Il piccolo crostaceo alla base dalla catena alimentare marina modifica le dimensioni della plastica. Non è una buona notizia.

Una nuova ricerca ha scoperto che il krill è in grado di modificare le dimensioni della plastica.

I krill sono crostacei, una specie chiave dell'ecosistema antartico e, in termini di biomassa, probabilmente la specie animale più abbondante sul pianeta (approssimativamente 500 milioni di tonnellate).

Le microplastiche, come abbiamo scritto in diversi articoli, visibili nello spazio dei correlati qui a fianco, sono piccoli pezzi di plastica di dimensioni inferiori ai 5 millimetri e che risultano dannosi per l'ecologia marina. Per nanoplastica, invece, si intende un materiale formato da particelle notevolmente più piccole.

Secondo lo studio, i risultati dimostrerebbero un serio impatto sull'ecosistema. Colpevole di questo processo sarebbe proprio il krill, il crostaceo alla base della catena alimentare. Per questa sua caratteristica, le sostanze ingerite dal krill si trovano in altre specie marine, rischiando di raggiungere le nostre tavole.

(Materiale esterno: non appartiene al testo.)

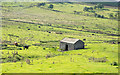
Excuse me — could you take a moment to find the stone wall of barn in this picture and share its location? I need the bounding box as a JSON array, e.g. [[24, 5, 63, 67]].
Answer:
[[60, 42, 74, 50], [74, 40, 84, 49]]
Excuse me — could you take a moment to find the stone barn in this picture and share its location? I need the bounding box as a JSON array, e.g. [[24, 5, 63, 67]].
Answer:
[[60, 38, 84, 51]]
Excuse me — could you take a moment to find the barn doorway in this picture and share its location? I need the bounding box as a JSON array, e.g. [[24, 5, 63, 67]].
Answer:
[[65, 45, 68, 51]]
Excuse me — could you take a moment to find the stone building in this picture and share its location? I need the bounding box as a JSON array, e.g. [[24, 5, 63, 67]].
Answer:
[[60, 38, 84, 51]]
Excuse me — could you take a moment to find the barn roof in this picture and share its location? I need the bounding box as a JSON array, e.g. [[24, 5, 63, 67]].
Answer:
[[60, 38, 79, 44]]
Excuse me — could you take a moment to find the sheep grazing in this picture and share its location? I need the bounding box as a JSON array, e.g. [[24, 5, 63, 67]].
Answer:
[[23, 45, 29, 49], [14, 42, 18, 46]]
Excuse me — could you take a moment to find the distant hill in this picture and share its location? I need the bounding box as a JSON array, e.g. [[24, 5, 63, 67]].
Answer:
[[0, 0, 119, 2], [86, 2, 119, 7]]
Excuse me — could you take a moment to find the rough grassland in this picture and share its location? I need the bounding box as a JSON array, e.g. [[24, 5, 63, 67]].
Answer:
[[0, 2, 119, 73]]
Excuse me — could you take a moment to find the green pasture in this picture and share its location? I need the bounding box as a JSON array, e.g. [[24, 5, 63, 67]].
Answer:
[[0, 2, 119, 73]]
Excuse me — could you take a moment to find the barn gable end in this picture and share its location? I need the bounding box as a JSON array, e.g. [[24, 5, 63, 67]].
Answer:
[[60, 38, 84, 50]]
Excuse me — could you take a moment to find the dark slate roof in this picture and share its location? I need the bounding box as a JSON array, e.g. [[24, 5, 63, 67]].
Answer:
[[60, 38, 79, 44]]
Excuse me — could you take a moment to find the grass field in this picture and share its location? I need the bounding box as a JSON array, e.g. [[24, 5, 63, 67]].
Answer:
[[0, 2, 119, 73]]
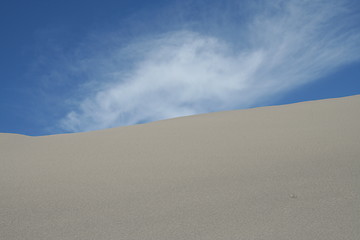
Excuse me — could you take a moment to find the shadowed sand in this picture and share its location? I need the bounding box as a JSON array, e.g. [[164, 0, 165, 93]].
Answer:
[[0, 95, 360, 240]]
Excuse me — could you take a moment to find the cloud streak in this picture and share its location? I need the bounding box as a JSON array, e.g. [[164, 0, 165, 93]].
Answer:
[[59, 0, 360, 132]]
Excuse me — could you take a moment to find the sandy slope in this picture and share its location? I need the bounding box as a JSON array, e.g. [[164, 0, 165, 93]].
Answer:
[[0, 96, 360, 240]]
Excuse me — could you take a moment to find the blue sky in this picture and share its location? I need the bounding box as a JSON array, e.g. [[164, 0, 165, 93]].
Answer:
[[0, 0, 360, 135]]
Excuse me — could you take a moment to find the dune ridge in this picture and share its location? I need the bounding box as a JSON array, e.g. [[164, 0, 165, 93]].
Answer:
[[0, 95, 360, 240]]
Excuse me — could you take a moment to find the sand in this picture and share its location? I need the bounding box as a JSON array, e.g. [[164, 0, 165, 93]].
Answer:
[[0, 95, 360, 240]]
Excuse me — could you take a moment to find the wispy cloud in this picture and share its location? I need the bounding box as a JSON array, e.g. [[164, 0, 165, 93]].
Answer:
[[59, 0, 360, 132]]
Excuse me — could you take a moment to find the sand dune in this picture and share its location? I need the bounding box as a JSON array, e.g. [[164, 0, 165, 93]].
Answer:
[[0, 95, 360, 240]]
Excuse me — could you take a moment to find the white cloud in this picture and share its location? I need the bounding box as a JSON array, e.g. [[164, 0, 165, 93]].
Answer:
[[59, 0, 360, 132]]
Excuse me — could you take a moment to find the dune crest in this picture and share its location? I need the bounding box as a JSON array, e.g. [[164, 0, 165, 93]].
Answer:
[[0, 95, 360, 240]]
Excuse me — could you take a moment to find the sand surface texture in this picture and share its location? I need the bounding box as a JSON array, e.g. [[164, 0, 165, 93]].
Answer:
[[0, 96, 360, 240]]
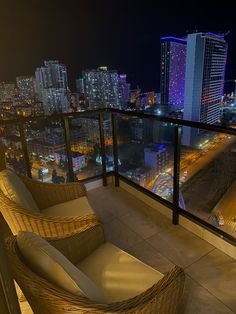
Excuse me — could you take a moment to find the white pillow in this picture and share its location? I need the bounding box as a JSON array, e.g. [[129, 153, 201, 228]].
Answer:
[[16, 231, 106, 303], [0, 169, 40, 212]]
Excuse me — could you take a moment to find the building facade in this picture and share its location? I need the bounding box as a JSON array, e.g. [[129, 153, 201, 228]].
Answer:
[[77, 67, 129, 109], [16, 76, 36, 105], [183, 33, 228, 145], [35, 60, 69, 114], [160, 37, 187, 110]]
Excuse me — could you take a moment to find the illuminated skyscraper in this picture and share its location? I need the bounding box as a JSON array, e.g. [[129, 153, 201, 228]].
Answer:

Secondo la ricerca, il krill sarebbe capace di scomporre in parte le microsfere di polietilene e formare nanoparticelle. Frammenti molto piccoli di materiale hanno la possibilità di interferire con il corretto funzionamento cellulare di un organismo. In particolare, secondo lo studio, il krill può scomporre sfere di polietilene da 31,5 micron in frammenti con diametro inferiore a un micron.

La dott.ssa Amanda Dawson, coautrice dello studio, afferma che è probabile che le microplastiche nell'oceano siano ancora più facili da digerire perché sono già state degradate dalle radiazioni UV.

Entro cinque giorni in un ambiente privo di plastica, tuttavia, tutte le materie plastiche abbandonano i krill, questo è un buon segno, perché scongiura il pericolo dell'accumulo, specie negli animali più in alto nella catena alimentare, come noi umani e le balene.

I frammenti digeriti sono però in media il 78% più piccoli dei frammenti originali, in alcuni casi fino al 94% più piccoli. Le materie plastiche ingerite vengono scomposte dal mulino gastrico dell'animale, che funziona come un mortaio con pestello.

Forse non si tratta di una notizia catastrofica, ma di sicuro non è positiva: "Sfortunatamente," afferma Amanda Dawson, "è improbabile che krill sia una soluzione ai problemi di plastica e microplastica che inquinano gli oceani."

Uno studio dell'Università di Newcastle nel mese di dicembre aveva trovato microplastiche nello stomaco di creature di acque profonde provenienti da 11 km sotto il livello del mare nell'Oceano Pacifico.

Le microplastiche digerite dal krill sono troppo piccole per essere rilevate nella maggior parte dei sondaggi oceanici di plastica, il che significa che il livello di microplastiche nell'oceano potrebbe essere superiore a quello attualmente ipotizzato.

Per capire se sono pericolose o meno, abbiamo bisogno di imparare di più su come le microplastiche interagiscono con l'ambiente.

Un'analisi mondiale condotta dall'Università di Plymouth, lo scorso anno, aveva rilevato che i rifiuti di plastica erano così alti da minacciare una "contaminazione quasi permanente dell'ambiente naturale."